Patrick Grossetête : Tout d’abord, IPv4 ne va pas disparaître, il est donc primordiale que la stratégie soit « une intégration et co-existence d’IPv6 » avec les réseaux IPv4. En sachant que la co-existence IPv4-IPv6 est tout à fait opérationnelle. A l’échelle d’un pays doté d’une économie libérale, il n’est pas si facile de dicter des règles. En fait, il faut considérer que les fournisseurs de services et organisations publiques sont à même de souscrire un préfixe IPv6 auprès du RIPE, cela est déjà souvent le cas. Ensuite, les serveurs DNS des organismes en charge du nommage sur Internet (notamment AFNIC pour la France) doivent être à jour. Puis les fournisseurs de services et organismes doivent offrir des services IPv6 sur leurs infrastructures, au moins pour ce qui est de la connectivité de base. Le monde de la recherche et universitaire (grâce à Renater) l’a intégré. France Telecom le propose pour la connexion d’entreprise mais cela reste encore rare dans le domaine grand public (Free, Neuf, Orange, Alice…). Au niveau national, il serait possible d’établir une politique afin que les sites Internet gouvernementaux et régionaux adoptent IPv6 et intègrent donc le protocole dans leur stratégie de renouvellement des produits et infrastructures.

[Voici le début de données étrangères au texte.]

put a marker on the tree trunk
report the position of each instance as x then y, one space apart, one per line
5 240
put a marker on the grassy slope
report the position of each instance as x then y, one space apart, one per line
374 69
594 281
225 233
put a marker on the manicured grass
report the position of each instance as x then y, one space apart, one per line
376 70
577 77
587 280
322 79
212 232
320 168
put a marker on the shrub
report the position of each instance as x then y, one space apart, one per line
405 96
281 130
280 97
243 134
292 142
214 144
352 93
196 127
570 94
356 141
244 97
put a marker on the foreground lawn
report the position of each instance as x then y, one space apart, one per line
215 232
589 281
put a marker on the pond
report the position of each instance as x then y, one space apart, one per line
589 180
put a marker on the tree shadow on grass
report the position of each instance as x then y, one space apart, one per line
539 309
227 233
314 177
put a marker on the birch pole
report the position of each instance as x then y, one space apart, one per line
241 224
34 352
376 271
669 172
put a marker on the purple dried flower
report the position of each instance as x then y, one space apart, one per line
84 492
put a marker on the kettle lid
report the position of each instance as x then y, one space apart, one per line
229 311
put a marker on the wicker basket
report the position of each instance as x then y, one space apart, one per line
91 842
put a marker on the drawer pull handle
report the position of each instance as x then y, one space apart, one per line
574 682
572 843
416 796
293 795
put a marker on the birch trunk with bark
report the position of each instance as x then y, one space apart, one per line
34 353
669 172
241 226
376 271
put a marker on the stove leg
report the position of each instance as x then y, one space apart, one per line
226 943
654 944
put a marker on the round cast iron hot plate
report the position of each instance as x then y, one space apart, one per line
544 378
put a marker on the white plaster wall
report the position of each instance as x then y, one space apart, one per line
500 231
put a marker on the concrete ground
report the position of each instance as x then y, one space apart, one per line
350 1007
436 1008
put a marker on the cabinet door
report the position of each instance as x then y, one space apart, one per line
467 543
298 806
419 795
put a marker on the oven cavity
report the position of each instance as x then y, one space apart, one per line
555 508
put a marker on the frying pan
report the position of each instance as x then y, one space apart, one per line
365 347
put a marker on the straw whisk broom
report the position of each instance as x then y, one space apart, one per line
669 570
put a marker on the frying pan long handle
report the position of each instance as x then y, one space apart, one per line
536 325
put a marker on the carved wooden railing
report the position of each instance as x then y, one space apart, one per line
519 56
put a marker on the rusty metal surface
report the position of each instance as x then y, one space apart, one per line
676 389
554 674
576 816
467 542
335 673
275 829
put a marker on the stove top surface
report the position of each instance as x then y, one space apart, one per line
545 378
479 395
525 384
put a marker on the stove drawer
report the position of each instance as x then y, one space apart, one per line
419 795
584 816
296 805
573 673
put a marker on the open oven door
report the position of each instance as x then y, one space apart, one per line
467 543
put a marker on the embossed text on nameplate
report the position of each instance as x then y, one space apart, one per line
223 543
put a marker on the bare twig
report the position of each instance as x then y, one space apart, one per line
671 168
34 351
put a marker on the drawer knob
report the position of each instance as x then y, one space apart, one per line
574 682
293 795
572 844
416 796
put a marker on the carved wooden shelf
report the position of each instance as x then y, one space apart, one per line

Vnunet.fr : IPv6 est important pour quels types de produits ?
Patrick Grossetête : De nouveaux services tels que la vidéo surveillance, les réseaux de services domotiques et autres environnements qui ne présentent pas d’historique en IP, démarrent en IPv6. Il me faut insister sur le fait qu’IPv6 n’est important que par les applications et services qui deviennent disponibles, exactement comme pour IPv4. Les utilisateurs n’ont généralement qu’un intérêt moindre pour la partie infrastructure, donc s’il y a un effort à faire cela devrait être en matière d’éducation pour s’assurer qu’IPv6 est intégré dans les cursus de formations télécoms ou encore développeurs logiciel, car cela représente les métiers du futur. Viendrait ensuite la coordination pour la mise en place de nouvelles applications et services. Ainsi, l’expérience de e-véhicule estampillée Renault & Cisco (voir fichier PDF) a démontré le potentiel de nouveaux services mais, pour devenir viable, il est nécessaire d’assurer une coordination entre tous les acteurs du marché.

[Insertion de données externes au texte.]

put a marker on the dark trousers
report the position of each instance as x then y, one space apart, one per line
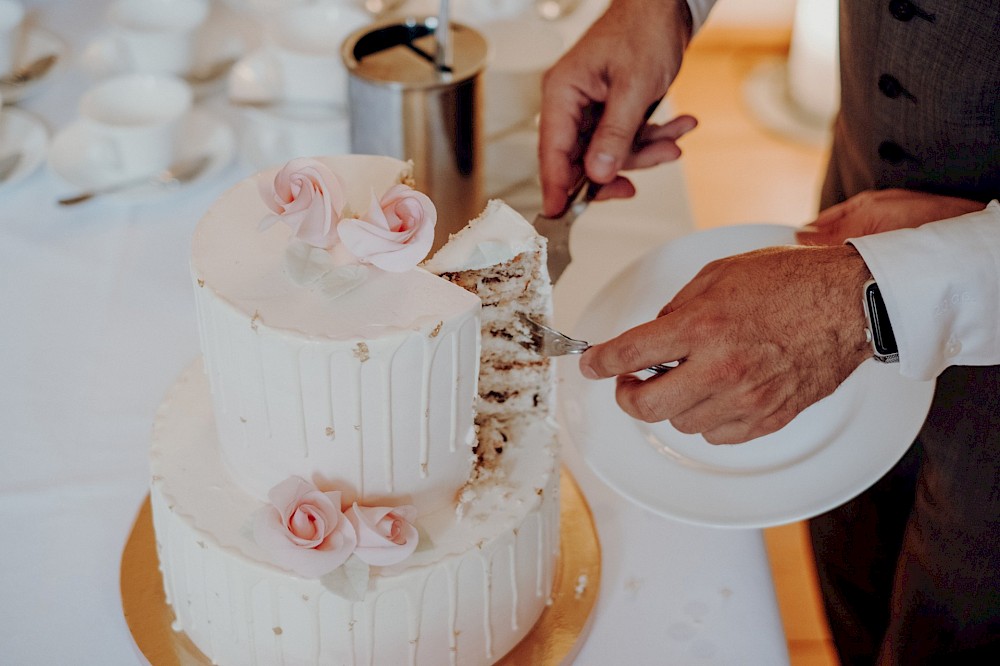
910 569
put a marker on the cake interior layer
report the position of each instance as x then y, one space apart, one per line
472 590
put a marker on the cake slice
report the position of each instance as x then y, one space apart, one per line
501 258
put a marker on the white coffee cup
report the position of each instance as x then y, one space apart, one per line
276 135
304 43
156 36
11 19
521 51
133 121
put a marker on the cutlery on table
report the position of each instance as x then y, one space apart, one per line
36 69
210 72
552 10
8 164
547 341
176 174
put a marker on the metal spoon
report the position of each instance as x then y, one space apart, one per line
35 69
211 72
8 164
176 174
553 10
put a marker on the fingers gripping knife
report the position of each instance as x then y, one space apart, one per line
556 229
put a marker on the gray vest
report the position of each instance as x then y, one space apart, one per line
920 90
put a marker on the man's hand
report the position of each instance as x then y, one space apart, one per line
623 63
762 336
876 211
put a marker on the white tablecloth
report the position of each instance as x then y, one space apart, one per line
98 320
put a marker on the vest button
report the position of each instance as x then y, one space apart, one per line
890 86
901 9
892 152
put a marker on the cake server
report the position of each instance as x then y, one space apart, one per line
547 341
556 229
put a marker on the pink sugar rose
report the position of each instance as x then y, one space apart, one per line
308 197
386 535
304 529
396 233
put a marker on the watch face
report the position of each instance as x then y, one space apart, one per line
882 336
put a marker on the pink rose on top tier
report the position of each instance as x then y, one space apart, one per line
308 197
396 233
304 529
385 535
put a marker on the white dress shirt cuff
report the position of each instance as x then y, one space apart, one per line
941 285
699 12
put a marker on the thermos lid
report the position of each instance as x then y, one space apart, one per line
401 54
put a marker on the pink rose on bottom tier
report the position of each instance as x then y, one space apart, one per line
386 535
303 529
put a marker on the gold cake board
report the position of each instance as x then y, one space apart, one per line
554 639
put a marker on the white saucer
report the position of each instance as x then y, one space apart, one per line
202 133
828 454
225 36
257 78
21 132
37 43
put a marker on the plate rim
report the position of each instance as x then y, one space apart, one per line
587 411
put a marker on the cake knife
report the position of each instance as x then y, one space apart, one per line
556 229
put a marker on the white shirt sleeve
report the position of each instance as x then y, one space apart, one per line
941 285
699 12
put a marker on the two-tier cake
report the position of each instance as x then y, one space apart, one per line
337 481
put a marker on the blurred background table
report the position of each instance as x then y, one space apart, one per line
98 320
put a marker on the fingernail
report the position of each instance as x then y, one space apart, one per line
603 166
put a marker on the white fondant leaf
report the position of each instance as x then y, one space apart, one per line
313 266
348 581
425 542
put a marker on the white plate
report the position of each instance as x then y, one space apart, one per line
828 454
21 132
224 37
38 43
202 133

Vnunet.fr : Concrètement, pour les internautes lambda et les entreprises, ce transfert vers l’IPV6 change quoi ?
Patrick Grossetête : C’est peut-être la partie la plus innovante. Tout d’abord, il faut qu’IPv6 soit le plus possible transparent pour l’utilisateur final car cela n’a finalement que peu d’intérêt pour lui. On peut estimer que l’intégration d’IPv6 dans un réseau d’entreprise ou à la maison se divise en trois parties différentes avec l’utilisation (transparente) d’IPv6 au travers d’une application. Ainsi, sur un PC Windows XP après avoir installé IPv6 (« ipv6 install ») ou Windows Vista (IPv6 « on » & « preferred » by default) voir même sur Mac, des applications telles qu’Internet Explorer, Safari, Firefox, Windows Media Player, iTunes, Videolan… peuvent très bien fonctionner via IPv6 sans que l’utilisateur ne s’en rende compte, tout étant effectué en dépendance avec l’adresse reçue via DNS. Sur une machine Vista, il y a également les applications utilisant le peer to peer framework qui fonctionnent systématiquement via IPv6. Il faut donc un parc de machines qui supportent une version minimum d’OS pour commencer à utiliser IPv6. Oubliés Windows 2000, 98 ou 95.

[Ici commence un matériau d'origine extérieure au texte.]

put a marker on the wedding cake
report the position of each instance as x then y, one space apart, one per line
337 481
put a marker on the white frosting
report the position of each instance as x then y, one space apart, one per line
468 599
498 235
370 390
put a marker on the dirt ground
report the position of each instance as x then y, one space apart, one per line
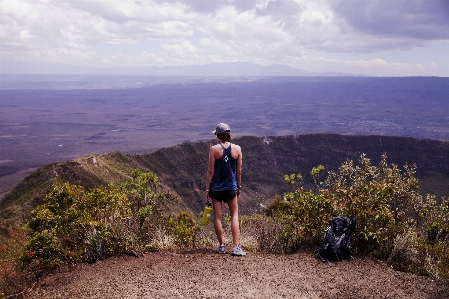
206 274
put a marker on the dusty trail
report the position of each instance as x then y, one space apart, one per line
205 274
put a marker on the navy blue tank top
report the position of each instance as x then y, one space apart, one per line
224 172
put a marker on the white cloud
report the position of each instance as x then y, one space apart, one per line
187 32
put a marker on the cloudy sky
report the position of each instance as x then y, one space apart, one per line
372 37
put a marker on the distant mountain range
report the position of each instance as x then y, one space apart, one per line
182 168
214 69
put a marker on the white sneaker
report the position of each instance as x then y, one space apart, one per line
222 249
237 251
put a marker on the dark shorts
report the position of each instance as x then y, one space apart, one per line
223 196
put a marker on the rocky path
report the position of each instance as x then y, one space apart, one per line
205 274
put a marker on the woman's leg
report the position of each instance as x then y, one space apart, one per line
217 205
234 211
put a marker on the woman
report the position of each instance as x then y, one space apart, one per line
223 183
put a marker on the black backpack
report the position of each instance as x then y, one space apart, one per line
336 240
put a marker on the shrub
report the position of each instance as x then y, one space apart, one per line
385 201
75 224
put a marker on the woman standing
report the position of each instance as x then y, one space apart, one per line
223 183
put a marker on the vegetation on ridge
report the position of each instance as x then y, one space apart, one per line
394 222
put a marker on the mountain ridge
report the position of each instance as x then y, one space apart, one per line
182 168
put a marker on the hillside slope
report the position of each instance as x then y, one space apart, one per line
204 274
183 168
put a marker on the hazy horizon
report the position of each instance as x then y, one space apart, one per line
371 38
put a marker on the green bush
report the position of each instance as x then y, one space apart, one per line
394 222
75 224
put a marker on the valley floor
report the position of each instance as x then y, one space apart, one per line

Vnunet.fr : La sécurité risque d’être affectée, non ?
Patrick Grossetête : Une entreprise qui ne s’intéresserait pas à IPv6 en même temps qu’elle déploie Vista compromet potentiellement sa sécurité. Si une connexion IPv6 native n’est pas disponible, les différents mécanismes de tunnel seront essayés. Il vaut mieux être au minimum capable de surveiller le trafic IPv6 et tunnels associés et le bloquer si nécessaire. Une fois que la version d’OS compatible est disponible, il faut que les applications soient capables d’utiliser elles-aussi IPv6. Ceci est le cas de nombreuses applications mais dans une entreprise, il y aura certainement des applications maisons qui devront être modifiées. Il existe des outils d’analyse proposés par différents éditeurs de logiciel pour percevoir les changements potentiels. Les applications doivent dans tous les cas faire appel aux librairies intégrant IPv6. La mise à jour des infrastructures compte aussi pour beaucoup. Pour éviter une utilisation massive de tunnels qui impacteraient les performances et pourraient engendrer des trous de sécurité, autant mettre à jour les infrastructures pour fournir un service dual-stack (double pile IPv4 & IPv6). Cela peut-être effectué progressivement en commençant tout simplement. Une étape nécessaire pour un réseau d’entreprise est ce que nous appelons un « network assessment ». Cela permet de dresser l’inventaire des équipements réseaux (HW/SW et fonctionnalités configurées) de façon à identifier les étapes de mise à jour et configuration pour IPv6. En ajout à cela, il faudra mettre en place les procédures de sécurité et management pour le trafic IPv6.